I can't trace the mistake in my logic in BST delete function in Go.
func delete(d *Node, v int) {
if d == nil {
fmt.Println("The tree is empty")
}
if v < d.key {
delete(d.left, v)
} else if v > d.key {
delete(d.right, v)
} else if v == d.key {
if d.right == nil && d.left == nil {
d = nil
} else {
if d.left == nil && d.right != nil {
d.key= d.right.key
delete(d.right,d.key)
} else if d.right == nil && d.left != nil {
d.key= d.left.key
delete(d.left,d.key)
}else{
min := minvalue(d.right)
d.key = min.key
delete(d.right, min.key)
}
}
}
}
The output shouldn't contain 4 but the result is instead showing 6 two times
The expected output is 5 6, but it's showing 4 6 6
As several have noted in the comments, you should provide a Minimal Reproducible Example, which helps people avoid wasting time on simple misunderstandings.
In this case, though, it's pretty obvious what you have done wrong—at least, at the first layer. (There may be more, depending on what you intend to do with these trees.)
Consider the following function:
func setToNil(p *int) {
p = nil
}
Let's use this from a main:
func main() {
x := 3
px := &x
fmt.Println("before: x =", x, "px =", px)
setToNil(px)
fmt.Println("after: x =", x, "px =", px)
}
(Complete version on the Go playground)
What do you expect this program to do? Try it out: did it do what you expected? Why, or why not? If not, what about this variant:
func setToTheAnswer(i int) {
i = 42
}
func main() {
x := 3
fmt.Println("before: x =", x)
setToTheAnswer(x)
fmt.Println("after: x =", x)
}
Fill in the rest and try it out. Why didn't x change? (Should it have changed? If you think so, why do you think so? The language definition says that it should not.)

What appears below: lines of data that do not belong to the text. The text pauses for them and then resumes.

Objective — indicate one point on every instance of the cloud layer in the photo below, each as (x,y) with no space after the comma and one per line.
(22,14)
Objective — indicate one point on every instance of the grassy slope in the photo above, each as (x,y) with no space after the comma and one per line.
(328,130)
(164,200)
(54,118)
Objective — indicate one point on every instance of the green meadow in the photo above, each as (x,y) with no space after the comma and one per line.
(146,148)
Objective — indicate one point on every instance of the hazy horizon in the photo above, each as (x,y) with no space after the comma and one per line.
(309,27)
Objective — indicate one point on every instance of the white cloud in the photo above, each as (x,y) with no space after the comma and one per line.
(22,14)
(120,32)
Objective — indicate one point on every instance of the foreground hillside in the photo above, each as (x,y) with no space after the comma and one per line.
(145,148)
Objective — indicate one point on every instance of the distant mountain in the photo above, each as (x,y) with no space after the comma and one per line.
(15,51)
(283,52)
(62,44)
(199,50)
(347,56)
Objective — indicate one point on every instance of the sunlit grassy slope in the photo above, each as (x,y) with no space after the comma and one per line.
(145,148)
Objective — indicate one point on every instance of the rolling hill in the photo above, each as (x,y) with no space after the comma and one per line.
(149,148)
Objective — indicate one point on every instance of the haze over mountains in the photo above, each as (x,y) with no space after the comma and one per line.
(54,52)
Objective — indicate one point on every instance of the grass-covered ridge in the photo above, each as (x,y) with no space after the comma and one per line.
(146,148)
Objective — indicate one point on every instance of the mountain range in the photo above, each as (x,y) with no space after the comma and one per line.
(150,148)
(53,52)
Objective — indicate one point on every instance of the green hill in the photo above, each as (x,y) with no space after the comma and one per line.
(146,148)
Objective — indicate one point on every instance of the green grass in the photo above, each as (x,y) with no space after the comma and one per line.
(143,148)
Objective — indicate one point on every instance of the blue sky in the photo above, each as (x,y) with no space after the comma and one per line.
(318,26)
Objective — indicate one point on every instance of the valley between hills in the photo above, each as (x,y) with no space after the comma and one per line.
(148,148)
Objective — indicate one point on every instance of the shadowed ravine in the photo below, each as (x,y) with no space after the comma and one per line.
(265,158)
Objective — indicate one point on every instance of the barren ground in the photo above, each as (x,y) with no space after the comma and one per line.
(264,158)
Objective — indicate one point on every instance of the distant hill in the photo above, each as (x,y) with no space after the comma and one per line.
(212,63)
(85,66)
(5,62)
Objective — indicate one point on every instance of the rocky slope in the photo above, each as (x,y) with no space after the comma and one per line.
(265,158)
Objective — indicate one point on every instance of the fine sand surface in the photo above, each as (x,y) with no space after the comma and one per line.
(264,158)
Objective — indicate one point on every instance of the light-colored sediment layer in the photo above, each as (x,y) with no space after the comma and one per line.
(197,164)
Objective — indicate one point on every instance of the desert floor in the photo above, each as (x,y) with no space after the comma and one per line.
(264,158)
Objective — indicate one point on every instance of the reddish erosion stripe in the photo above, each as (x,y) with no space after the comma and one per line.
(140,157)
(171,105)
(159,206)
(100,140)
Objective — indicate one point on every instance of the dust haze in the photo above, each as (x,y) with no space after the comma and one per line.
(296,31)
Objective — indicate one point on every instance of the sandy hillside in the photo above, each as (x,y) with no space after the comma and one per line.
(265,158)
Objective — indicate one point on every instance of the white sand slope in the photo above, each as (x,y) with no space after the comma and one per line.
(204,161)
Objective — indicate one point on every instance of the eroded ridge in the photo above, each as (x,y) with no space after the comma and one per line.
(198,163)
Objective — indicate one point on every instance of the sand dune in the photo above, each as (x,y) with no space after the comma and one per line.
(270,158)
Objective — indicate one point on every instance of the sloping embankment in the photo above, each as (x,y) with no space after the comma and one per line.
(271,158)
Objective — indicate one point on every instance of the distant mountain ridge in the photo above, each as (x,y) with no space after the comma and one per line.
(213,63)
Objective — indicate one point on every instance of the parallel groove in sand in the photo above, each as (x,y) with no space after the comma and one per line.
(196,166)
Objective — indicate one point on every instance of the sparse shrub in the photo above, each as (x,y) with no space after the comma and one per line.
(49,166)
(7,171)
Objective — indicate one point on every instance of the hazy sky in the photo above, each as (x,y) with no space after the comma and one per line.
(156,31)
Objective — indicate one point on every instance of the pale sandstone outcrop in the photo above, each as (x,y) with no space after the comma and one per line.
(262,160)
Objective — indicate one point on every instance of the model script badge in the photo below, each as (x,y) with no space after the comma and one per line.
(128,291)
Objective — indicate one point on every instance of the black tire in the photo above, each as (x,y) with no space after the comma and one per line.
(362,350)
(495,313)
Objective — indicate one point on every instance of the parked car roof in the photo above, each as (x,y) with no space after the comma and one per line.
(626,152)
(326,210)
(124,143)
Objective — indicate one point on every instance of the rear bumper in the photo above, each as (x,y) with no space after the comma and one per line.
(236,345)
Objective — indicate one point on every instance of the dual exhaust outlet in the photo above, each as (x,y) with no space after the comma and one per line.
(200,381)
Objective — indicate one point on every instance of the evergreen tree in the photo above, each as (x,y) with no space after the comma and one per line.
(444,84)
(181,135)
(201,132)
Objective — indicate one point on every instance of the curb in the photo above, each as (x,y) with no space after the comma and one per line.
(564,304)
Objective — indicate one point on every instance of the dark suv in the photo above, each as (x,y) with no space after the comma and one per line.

Now, compare that to this version:
func setToTheAnswer(p *int) {
*p = 42
}
func setToNil(q **int) {
*q = nil
}
func main() {
x := 3
px := &x
fmt.Println("before: x =", x, "px =", px)
setToTheAnswer(px)
setToNil(&px) // note the & in front of px
fmt.Println("after: x =", x, "px =", px)
}
What will this version do? Try it on the playground.
dYour function:
func delete(d *Node, v int) {
// ...
}
takes a parameter named d of type pointer to Node (and v of type int of course). If you change d in delete, that has no effect on any * Node variable in any caller, because d is a copy of this pointer-to-Node. You can change *d to change the Node to which the caller's pointer points, but you cannot change the caller's pointer.
There are multiple different ways to fix this. For instance, instead of taking a d *Node you might take a different object that contains a root *Node pointer, or you might take a pd **Node so that you can update a d *Node in the caller. Which is the right way? That's up to you.